Empirical analysis demonstrates a 7.33-fold reduction in peak memory usage and nearly 4-fold improvement in training speed versus competing voxel-based approaches for comparable input scales. Moreover, TABLeT supports tenfold longer temporal context modeling for the same hardware constraints.

Figure 5: TABLeT exhibits substantial reductions in GPU memory overhead compared to SwiFT with increasing temporal window size.

Task-specific Considerations and Ablations

Substantial positive correlations are observed between temporal context size and accuracy for certain tasks—e.g., intelligence prediction and movie classification—while tasks dominated by spatial patterns (e.g., demographic attribute discrimination) see more modest gains.

Ablation studies on axis aggregation, aggregation schemes, masked pretraining, and different task types (e.g., dynamic vs. resting state) support the robustness of TABLeT's architecture and provide guidelines for application-specific deployment.

Figure 6: Influence of $T$ (input sequence length) on HCP-Intelligence task performance, illustrating the benefit of long-range temporal context.

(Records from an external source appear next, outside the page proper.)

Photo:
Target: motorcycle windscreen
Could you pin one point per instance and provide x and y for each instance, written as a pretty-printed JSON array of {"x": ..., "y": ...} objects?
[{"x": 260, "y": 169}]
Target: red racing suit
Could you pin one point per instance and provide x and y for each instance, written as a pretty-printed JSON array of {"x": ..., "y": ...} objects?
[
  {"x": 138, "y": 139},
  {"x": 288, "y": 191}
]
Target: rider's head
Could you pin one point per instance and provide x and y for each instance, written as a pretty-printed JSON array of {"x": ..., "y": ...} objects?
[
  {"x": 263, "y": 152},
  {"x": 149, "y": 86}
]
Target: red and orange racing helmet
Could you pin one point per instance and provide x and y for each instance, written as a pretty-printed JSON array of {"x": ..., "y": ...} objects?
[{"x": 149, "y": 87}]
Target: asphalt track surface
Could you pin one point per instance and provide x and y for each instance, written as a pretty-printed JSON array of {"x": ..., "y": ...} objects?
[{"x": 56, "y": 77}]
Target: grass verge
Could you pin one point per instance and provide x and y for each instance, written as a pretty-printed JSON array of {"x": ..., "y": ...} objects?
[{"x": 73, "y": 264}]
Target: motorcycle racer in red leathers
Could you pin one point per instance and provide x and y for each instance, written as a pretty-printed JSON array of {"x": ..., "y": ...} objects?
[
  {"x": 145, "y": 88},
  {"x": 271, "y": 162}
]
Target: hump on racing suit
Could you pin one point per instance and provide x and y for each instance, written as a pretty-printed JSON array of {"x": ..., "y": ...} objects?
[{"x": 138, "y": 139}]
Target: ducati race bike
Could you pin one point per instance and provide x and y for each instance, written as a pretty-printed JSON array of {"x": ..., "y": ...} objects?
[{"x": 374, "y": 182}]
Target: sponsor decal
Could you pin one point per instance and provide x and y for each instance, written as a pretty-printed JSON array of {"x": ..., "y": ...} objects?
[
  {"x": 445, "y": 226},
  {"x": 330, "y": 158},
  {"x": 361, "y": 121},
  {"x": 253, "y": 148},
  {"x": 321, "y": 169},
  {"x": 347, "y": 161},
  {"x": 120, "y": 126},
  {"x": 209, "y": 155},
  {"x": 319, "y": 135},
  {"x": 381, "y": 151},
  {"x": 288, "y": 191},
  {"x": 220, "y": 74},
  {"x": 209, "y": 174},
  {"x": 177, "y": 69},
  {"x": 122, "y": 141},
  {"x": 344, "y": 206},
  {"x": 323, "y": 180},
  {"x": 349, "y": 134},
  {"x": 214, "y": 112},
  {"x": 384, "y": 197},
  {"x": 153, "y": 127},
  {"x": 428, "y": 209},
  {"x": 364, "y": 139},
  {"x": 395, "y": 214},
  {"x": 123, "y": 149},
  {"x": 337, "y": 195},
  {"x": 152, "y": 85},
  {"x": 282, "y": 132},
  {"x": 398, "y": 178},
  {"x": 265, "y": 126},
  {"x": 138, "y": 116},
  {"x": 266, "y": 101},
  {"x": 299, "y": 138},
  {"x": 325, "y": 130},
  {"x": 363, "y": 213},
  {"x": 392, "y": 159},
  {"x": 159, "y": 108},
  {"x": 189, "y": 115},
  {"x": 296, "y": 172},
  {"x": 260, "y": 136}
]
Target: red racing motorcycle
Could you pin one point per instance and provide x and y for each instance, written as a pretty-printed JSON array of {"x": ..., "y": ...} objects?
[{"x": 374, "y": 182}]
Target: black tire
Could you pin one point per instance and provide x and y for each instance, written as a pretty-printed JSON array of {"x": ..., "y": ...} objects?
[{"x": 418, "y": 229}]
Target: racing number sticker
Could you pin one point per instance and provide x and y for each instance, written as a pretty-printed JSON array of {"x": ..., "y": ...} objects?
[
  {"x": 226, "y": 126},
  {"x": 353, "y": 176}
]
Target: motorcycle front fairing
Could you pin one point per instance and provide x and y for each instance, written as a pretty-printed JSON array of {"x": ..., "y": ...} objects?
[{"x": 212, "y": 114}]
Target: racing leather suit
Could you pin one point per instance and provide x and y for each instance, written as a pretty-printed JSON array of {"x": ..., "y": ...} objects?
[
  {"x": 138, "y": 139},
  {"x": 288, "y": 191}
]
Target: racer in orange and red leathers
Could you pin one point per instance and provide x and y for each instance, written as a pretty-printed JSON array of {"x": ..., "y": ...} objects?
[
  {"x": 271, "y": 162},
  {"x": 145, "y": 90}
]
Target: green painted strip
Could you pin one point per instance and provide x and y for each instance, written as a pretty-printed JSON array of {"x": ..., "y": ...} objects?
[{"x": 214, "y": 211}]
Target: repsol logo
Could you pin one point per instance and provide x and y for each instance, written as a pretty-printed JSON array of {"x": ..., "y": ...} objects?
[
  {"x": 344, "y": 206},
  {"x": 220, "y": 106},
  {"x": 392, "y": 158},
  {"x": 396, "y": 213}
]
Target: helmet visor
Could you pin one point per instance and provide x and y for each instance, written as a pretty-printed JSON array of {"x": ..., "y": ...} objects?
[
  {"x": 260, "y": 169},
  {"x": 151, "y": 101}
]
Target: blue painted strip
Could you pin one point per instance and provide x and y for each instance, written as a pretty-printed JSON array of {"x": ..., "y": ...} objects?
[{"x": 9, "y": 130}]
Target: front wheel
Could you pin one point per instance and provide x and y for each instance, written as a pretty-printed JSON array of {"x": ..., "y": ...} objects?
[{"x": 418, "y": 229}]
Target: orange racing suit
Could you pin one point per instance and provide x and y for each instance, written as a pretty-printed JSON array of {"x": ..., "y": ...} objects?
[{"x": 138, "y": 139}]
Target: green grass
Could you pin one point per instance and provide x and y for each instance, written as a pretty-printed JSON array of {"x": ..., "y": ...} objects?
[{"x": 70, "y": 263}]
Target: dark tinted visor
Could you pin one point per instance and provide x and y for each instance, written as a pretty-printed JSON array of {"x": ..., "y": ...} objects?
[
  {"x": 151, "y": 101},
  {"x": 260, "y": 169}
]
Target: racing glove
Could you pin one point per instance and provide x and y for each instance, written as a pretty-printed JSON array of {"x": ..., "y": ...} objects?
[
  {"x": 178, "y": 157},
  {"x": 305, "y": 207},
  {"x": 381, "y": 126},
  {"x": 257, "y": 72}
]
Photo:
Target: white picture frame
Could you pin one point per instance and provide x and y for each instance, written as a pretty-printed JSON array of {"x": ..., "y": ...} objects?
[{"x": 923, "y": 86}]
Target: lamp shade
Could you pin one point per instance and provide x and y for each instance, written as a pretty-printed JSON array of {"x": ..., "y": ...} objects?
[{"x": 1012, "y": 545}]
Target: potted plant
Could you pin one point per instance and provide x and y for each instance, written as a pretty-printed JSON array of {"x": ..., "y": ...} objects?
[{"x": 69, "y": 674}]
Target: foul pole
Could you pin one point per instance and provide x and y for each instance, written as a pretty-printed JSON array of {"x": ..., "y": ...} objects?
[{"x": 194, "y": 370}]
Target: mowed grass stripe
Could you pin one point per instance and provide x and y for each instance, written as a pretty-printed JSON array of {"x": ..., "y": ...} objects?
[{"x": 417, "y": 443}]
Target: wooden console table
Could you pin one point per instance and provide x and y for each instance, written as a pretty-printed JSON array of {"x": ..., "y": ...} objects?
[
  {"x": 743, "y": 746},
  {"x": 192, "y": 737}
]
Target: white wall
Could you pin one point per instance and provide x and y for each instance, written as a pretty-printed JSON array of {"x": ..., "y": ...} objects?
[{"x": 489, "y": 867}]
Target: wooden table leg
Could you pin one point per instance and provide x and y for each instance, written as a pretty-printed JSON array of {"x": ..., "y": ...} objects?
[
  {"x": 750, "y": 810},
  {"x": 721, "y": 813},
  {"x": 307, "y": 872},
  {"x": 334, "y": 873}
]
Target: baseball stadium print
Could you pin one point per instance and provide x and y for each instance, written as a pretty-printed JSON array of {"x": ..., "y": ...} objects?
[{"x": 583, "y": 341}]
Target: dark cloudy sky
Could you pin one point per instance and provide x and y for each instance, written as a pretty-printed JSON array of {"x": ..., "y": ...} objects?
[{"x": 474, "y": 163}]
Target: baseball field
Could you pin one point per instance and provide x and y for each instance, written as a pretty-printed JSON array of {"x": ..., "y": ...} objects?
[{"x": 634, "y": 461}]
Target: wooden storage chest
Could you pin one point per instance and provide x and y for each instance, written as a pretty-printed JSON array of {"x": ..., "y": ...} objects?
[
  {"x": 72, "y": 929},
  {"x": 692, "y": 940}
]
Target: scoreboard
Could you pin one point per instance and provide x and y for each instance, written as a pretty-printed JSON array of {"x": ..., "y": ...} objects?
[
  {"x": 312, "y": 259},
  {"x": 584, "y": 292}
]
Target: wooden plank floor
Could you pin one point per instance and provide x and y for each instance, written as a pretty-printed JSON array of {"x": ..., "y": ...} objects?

Theoretical and Practical Implications

TABLeT demonstrates that cross-domain feature transfer from the natural image domain to brain imaging is both feasible and beneficial, enabling computationally efficient and high-fidelity representation learning for fMRI data without expensive medical-domain pretraining or fine-tuning. This finding motivates further investigation into the universality of visual representations across broader medical imaging modalities.

The masked token modeling approach for self-supervised pretraining enables more scalable and transferable representations, supporting transfer learning scenarios in resource-limited clinical and cognitive neuroscience settings.

TABLeT's computational efficiency unlocks longer-range modeling for neuroscientific phenomena characterized by slow or widely distributed dynamics, which have been difficult to study with existing architectures.

Limitations and Future Directions

While TABLeT's frame-wise, slice-based tokenization captures spatial structure effectively, it ignores explicit temporal interactions at the tokenization stage. Capturing fine-grained temporal dependencies during tokenization may further enhance performance for highly dynamic tasks. Architectures jointly modeling intra- and inter-token spatial-temporal dependencies, or adopting more brain-compatible spatial token aggregation mechanisms, remain promising future directions. Systematic investigation of which neuroscientific tasks and phenomena most benefit from long-context modeling is also warranted.

Conclusion

TABLeT presents a substantial advance in the efficient modeling of fMRI spatiotemporal dynamics, combining cross-domain feature transfer from natural image-based autoencoders with scalable Transformer architectures and self-supervised pretraining. The work offers not only a practical framework for brain-data modeling under hardware constraints but also key empirical observations regarding cross-domain representation learning for neuroimaging. TABLeT points toward a new class of scalable, interpretable, and transferable models for studying complex brain dynamics.